The Dungeness foreland is located in the eastern part of the English Channel, and consists of over 500 gravel beaches which have accumulated since the mid-Holocene. The south coast of the foreland, between Jury's Gut and Galloway's Lookout, is characterised by alternating areas of marsh sediments and gravel which have previously been interpreted as evidence for several oscillations in sea level. Stratigraphic and diatom data from the marsh sediments in this area indicate that they accumulated under marine/ brackish and brackish tidal channel conditions, while pollen data from a peat bed recorded in the base of Wickmaryholm Pit show a removal and return of the marine influence at ca. 2038 ± 97 yrs B.P. and ca. 1000-700 yrs B.P., respectively. An established age/altitude graph of sea-level changes for the region shows that sea level changed little during the period of gravel deposition in the study area (ca. 4000-2000 yrs B.P.). It is therefore argued that the alternating gravel and marsh sediments of the study area probably accumulated as a result of changes in storm incidence and gravel supply, and not oscillations in long-term sea level. Under periods of high storm incidence, increased northward distal extension of the beach ridges in the study area has occurred, while under calmer conditions reduced distal extension has taken place. No clear relationship is apparent between long-term time/altitude changes in sea level and episodes of foreland development during the last ca. 4000 years.
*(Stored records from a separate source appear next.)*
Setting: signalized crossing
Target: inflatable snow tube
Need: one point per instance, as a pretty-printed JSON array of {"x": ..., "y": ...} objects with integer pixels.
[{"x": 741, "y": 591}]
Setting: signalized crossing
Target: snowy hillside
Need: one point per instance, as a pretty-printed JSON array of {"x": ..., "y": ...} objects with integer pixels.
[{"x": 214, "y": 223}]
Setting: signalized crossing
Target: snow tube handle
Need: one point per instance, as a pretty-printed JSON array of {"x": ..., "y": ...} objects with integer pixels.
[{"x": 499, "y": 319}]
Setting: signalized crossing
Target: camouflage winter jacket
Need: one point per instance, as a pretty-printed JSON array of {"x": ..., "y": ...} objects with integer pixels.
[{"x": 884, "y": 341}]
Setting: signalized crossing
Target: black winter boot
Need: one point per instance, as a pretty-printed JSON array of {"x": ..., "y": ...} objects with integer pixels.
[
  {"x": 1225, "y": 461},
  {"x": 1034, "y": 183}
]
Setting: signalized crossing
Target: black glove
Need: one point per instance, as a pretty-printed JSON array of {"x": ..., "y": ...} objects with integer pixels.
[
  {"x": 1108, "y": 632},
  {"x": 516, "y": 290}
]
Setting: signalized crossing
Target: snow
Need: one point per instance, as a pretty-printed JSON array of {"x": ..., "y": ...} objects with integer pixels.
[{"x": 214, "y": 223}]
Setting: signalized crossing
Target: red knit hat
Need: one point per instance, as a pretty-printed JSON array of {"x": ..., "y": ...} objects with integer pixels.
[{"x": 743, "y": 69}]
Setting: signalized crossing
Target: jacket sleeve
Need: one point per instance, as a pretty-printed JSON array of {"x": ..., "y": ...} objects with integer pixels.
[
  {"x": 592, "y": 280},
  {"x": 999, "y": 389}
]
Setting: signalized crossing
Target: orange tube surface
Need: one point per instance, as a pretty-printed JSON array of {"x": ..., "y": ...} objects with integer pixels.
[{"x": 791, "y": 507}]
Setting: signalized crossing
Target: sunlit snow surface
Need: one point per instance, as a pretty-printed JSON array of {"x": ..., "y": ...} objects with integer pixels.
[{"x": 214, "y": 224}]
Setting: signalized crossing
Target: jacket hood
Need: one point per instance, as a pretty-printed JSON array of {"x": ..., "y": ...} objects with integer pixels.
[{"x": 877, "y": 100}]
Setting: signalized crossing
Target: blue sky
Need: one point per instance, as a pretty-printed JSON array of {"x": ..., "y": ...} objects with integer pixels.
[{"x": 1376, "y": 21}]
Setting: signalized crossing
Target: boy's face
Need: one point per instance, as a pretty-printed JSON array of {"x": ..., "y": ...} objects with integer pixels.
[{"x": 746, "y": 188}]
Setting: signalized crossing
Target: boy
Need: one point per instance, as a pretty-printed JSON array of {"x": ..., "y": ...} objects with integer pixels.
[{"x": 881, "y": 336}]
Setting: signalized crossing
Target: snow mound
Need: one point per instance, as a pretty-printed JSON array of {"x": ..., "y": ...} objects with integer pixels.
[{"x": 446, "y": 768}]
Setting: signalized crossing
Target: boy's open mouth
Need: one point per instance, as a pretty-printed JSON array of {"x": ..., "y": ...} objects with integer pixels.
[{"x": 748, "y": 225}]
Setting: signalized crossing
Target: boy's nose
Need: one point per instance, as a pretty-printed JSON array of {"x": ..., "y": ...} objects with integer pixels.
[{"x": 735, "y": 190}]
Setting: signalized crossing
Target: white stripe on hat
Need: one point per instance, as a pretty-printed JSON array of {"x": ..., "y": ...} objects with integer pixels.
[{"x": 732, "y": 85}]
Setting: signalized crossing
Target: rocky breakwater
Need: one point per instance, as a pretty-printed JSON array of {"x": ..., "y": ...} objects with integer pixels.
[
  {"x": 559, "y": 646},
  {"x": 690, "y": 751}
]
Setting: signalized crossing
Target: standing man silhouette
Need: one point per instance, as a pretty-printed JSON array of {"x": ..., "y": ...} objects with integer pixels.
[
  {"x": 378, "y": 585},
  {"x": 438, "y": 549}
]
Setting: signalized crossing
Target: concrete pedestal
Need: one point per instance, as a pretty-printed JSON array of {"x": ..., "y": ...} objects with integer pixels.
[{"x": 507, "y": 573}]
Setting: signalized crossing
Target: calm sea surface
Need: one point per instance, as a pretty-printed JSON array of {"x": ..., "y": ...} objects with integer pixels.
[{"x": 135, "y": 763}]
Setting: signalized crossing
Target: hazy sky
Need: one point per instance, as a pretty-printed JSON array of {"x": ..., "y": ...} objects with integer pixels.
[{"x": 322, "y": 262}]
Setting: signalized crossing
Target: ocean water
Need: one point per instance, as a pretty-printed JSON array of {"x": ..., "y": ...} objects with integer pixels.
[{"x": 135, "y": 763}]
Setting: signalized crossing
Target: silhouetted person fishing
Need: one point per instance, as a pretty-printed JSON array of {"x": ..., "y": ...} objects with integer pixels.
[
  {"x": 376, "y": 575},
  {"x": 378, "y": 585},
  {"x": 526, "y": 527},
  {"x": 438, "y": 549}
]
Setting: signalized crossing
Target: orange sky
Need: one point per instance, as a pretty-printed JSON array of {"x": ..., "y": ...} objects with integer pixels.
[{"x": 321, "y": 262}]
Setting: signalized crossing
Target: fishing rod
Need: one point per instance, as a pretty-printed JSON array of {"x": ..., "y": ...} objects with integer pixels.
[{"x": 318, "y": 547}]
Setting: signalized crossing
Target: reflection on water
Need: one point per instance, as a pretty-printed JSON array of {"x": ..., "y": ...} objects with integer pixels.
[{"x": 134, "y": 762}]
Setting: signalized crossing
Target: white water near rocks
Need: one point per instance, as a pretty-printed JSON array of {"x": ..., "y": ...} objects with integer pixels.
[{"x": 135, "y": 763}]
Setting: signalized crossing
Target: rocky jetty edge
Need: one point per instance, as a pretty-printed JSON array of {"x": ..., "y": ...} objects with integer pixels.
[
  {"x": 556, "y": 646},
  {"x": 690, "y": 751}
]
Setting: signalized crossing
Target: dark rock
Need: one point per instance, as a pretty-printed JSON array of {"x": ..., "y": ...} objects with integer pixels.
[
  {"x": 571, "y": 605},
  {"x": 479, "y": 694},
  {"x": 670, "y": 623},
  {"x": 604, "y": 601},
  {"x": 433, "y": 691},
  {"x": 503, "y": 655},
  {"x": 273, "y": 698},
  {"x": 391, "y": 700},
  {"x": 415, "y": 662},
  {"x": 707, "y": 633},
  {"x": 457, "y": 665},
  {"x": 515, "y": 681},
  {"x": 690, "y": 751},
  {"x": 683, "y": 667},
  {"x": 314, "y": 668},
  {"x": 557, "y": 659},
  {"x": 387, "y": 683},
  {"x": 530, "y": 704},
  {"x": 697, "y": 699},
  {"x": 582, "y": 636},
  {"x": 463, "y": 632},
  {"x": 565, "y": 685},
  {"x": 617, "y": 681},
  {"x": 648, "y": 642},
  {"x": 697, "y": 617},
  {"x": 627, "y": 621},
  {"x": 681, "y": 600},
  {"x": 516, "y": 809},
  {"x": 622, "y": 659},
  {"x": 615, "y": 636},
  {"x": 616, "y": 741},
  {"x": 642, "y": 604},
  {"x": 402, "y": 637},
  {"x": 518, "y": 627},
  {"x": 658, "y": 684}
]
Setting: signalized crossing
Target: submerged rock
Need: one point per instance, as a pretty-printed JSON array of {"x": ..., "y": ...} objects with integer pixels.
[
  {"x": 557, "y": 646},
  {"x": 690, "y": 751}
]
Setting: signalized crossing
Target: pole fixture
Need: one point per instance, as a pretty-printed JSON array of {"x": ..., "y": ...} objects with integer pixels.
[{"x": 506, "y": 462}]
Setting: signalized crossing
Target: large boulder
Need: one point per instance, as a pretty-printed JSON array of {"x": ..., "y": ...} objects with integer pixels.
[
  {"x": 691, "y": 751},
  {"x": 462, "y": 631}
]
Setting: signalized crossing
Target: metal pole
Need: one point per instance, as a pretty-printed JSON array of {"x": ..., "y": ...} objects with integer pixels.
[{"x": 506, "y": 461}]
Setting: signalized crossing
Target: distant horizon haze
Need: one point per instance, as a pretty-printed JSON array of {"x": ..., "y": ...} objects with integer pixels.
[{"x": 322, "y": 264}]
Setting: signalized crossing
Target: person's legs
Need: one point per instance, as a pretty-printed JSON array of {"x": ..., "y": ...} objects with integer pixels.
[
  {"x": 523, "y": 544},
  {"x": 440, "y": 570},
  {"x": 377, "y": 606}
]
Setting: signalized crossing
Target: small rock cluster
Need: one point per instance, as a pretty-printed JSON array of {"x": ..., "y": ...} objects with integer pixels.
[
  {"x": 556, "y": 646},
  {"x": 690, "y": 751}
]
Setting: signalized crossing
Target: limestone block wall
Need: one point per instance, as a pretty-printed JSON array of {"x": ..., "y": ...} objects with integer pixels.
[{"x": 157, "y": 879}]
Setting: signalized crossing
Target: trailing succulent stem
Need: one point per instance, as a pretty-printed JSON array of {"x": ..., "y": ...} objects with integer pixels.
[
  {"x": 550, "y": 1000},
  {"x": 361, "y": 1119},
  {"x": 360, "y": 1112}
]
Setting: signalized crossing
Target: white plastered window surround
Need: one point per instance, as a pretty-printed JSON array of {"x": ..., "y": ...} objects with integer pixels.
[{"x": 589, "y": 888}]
However, evidence for a regional episode of increased storm incidence at ca. 700–800 yrs B.P. may be recorded by the return of marine conditions to Wickmaryholm Pit, breaching of the Dungeness foreland at Rye, and a sudden increase in the altitude of the gravel beaches in Denge Beach. Identifying the importance of local and regional controls on foreland evolution is difficult, though, as the sensitivity of the foreland to processes operating at different spatial scales may well have changed through time.